Bioinformatics Algorithms: An Active Learning Approach

Chapter 4: How Do We Sequence Antibiotics?

(Coursera Week 3)

How do I expand the list of candidate peptides in CyclopeptideSequencing?

One of the students in the first session of our class, John Cloutier, provided the following example that illustrates how CyclopeptideSequencing works. Consider a strange amino acid alphabet consisting of just two amino acids with masses 1 and 3. The figure below shows the peptides generated at each step by CyclopeptideSequencing with respect to a sample experimental spectrum {0, 1, 1, 1, 2, 2, 3, 3, 4, 4, 5, 5, 5, 6}. Consistent peptides are shown in black, and inconsistent peptides are shown in red. In step 4, CyclopeptideSequencing produces the blue peptides 1-1-1-3, 1-1-3-1, 1-3-1-1, and 3-1-1-1; these four linear peptides all represent the same cyclic peptide, whose spectrum is equal to the experimental spectrum.

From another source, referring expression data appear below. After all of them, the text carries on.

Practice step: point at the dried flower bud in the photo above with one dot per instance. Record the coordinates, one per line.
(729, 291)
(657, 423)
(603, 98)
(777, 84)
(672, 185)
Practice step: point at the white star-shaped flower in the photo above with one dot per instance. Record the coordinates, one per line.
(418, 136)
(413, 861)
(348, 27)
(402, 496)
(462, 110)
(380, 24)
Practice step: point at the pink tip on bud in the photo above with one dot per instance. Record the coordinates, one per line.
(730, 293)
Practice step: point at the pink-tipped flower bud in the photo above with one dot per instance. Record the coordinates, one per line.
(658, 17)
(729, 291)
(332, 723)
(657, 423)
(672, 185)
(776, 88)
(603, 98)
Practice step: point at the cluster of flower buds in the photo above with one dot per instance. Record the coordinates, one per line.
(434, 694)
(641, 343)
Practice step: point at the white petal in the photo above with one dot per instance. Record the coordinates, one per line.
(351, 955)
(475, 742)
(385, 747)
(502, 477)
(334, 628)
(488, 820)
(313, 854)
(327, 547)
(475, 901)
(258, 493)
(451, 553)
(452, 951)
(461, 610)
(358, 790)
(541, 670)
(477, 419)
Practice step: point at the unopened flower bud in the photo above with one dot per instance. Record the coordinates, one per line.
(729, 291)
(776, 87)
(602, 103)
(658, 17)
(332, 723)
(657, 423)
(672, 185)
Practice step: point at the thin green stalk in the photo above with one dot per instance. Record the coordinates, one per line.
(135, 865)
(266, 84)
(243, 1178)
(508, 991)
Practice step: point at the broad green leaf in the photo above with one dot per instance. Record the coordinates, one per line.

Step	Candidate peptide	Linear Spectrum
1	(1)	(0, 1)
	(3)	(0, 3)


2	(1, 1)	(0, 1, 1, 2)
	(1, 3)	(0, 1, 3, 4)
	(3, 1)	(0, 1, 3, 4)
	(3, 3)	(0, 3, 3, 6)

3	(1, 1, 1)	(0, 1, 1, 1, 2, 2, 3)
	(1, 1, 3)	(0, 1, 1, 2, 3, 4, 5)
	(1, 3, 1)	(0, 1, 1, 3, 4, 4, 5)
	(1, 3, 3)	(0, 1, 3, 3, 4, 6, 7) - remove
	(3, 1, 1)	(0, 1, 1, 2, 3, 4, 5)
	(3, 1, 3)	(0, 1, 3, 3, 4, 4, 7) - remove
	(3, 3, 1)	(0, 1, 3, 3, 4, 6, 7) - remove
	(3, 3, 3)	(0, 3, 3, 3, 6, 6, 9) - remove

4	(1, 1, 1, 1)	(0, 1, 1, 1, 1, 2, 2, 2, 3, 3, 4) - remove
	(1, 1, 1, 3)	(0, 1, 1, 1, 2, 2, 3, 3, 4, 5, 6) – output
	(1,1, 3, 1)	(0, 1, 1, 1, 2, 3, 4, 4, 5, 5, 6) – output
	(1, 1, 3, 3)	(0, 1, 1, 2, 3, 3, 4, 6, 5, 7, 8) - remove
	(1, 3, 1, 1)	(0, 1, 1, 1, 2, 3, 4, 4, 5, 5, 6) - output
	(1, 3, 1, 3)	(0, 1, 1, 2, 3, 3, 4, 6, 5, 7, 8) - remove
	(3, 1, 1, 1)	(0, 1, 1, 1, 2, 2, 3, 3, 4, 5, 6) - output
	(3, 1, 1, 3)	(0, 1, 1, 2, 3, 3, 4, 6, 5, 7, 8) - remove

5	Empty list.

I've noticed a discrepancy between the mass of an amino acid cited in the book and in other sources. Why is this?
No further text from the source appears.